North Korea must also show strength confronting a new, much harder-line stance in Seoul.

Conservative South Korean President Park Geun-hye has responded to the nuclear test and rocket launch by shutting down the last major point of inter-Korean cooperation, a jointly run factory park in the North. She has also talked openly about the uber-sensitive subject of “regime collapse” in Pyongyang and ordered unilateral sanctions against the North.

North Korea is also trying to give its people a good show.

Ahead of a once-in-a-generation party congress in May, Kim needs to give the impression that he is leading a strong, defiant country that will never bow to outside pressure.

How Does This Compare to Past Crises?

So far, it’s not even close to rivaling the kinds of face-offs the Koreas have become infamous for.

South Koreans, never likely to panic over even the harshest North Korean threats, are paying much more attention to the fate of South Korean baseball players in the U.S. major leagues, for instance.

This has not always been the case.

In 1968, dozens of North Korean commandos were killed within a few kilometers of the presidential mansion in Seoul during a mission to assassinate the South Korean dictator, father of the current president. In 1976, North Koreans ax-murdered two American officers in the Demilitarized Zone between the countries, prompting a furious Washington to send nuclear-capable B-52 bombers flying toward the North before veering away. In 1994 and again in the early 2000s, nuclear crises seemed at times in danger of prompting armed conflict. Just five years ago, 50 South Koreans were killed in two separate attacks blamed on the North.

If anything, this round may resemble the early stages of a confrontation that happened just two years ago.

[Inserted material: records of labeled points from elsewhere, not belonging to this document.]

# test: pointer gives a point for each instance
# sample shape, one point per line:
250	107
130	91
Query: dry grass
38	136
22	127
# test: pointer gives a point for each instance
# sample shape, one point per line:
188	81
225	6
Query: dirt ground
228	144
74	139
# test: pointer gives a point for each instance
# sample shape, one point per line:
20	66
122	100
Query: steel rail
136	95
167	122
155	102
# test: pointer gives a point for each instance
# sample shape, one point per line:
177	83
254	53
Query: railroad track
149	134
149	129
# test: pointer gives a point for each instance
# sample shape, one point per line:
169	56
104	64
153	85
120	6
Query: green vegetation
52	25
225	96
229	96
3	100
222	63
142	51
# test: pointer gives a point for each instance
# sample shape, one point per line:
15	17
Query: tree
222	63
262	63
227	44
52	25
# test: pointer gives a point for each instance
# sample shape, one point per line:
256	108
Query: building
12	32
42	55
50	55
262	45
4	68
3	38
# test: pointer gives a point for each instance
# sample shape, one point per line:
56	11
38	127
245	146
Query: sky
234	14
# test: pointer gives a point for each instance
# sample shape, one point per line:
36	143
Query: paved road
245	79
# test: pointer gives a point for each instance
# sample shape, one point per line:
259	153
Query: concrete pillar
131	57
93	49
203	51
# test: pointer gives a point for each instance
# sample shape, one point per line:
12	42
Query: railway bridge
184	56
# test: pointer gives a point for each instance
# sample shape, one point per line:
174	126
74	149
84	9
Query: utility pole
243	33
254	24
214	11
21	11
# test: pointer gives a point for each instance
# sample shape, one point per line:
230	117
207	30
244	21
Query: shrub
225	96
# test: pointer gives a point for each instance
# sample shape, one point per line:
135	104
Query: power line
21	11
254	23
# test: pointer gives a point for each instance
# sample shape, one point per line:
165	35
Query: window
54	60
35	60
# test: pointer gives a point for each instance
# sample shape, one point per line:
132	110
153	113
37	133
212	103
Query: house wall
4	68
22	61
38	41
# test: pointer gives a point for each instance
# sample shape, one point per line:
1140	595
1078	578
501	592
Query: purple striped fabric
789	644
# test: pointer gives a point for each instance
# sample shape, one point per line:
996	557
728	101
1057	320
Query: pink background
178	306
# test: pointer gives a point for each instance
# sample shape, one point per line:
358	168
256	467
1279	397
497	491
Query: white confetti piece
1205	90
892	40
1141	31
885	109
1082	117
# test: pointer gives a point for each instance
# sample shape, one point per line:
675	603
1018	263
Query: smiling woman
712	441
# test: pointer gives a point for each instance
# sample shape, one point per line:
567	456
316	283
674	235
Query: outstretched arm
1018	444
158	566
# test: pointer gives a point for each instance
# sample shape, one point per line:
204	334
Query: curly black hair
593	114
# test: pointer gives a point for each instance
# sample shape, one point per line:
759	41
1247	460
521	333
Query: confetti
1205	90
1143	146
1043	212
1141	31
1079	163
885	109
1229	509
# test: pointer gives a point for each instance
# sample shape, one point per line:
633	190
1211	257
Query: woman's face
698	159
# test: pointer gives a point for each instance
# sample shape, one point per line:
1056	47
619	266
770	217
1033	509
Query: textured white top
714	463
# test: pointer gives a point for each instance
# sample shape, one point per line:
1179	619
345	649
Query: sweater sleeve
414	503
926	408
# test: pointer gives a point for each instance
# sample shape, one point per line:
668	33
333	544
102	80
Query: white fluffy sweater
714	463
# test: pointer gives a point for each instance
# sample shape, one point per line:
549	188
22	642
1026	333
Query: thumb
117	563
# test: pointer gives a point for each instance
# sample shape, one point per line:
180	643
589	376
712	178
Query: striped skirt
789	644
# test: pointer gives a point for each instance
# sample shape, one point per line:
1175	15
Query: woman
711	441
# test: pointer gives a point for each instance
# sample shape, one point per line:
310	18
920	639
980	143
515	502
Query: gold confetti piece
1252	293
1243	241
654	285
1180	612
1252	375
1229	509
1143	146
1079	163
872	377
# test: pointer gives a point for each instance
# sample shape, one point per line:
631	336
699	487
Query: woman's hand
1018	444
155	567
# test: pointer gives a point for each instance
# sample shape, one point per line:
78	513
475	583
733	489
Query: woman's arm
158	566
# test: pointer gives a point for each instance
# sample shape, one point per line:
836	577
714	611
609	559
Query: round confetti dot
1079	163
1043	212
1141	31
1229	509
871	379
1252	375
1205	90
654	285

Young Kim Jong Un, furious about U.N. sanctions over another nuclear test-rocket launch combination, embarked on a weeks-long torrent of belligerent rhetoric. The North threatened to attack specific targets in South Korea, U.S. bases in the Pacific, even the mainland United States; declared the armistice ending the 1950-53 Korean War null and void; said it was restarting its nuclear fuel reactor; and closed down the jointly run industrial park. The United States responded by staging flyovers over South Korea of nuclear-capable bombers.

Then the war drills ended in the South, the fiery rhetoric from the North eased and then died, the factory park reopened, talk of reconciliation began again – and the animosity began to dip.

What Next?

The realms of media and academia are littered with failed predictions about North Korea’s future.

The country’s demise, for instance, has been predicted regularly since the end of fighting in the Korean War, in 1953. North Korea couldn’t, it was said, survive the death of the country’s founder, Kim Il Sung, in 1994, and then the death of his son, Kim Jong Il, and rise of the current young, relatively unexperienced Kim, in 2011.

That said, some analysts think Pyongyang could keep up its stream of threatening rhetoric, stage occasional missile firings to show its anger, even do another nuclear test or rocket launch, at least until the U.S.-South Korean war games stop at the end of April and the North Korean party congress is staged in May.

In the past, North Korea has followed periods of conflict by offering talks meant to win aid.

Seoul and Washington have seen all this before, and know in theory how to respond.

The danger comes from the things they can’t control. From a change in the above script. From a miscalculation. From an act of genuine fury by the human beings squared off against each other across the land border or the disputed boundary separating them in the Yellow Sea. Or from an accident.

All of these possibilities make even a “routine” crisis on the Korean Peninsula something to keep an eye on.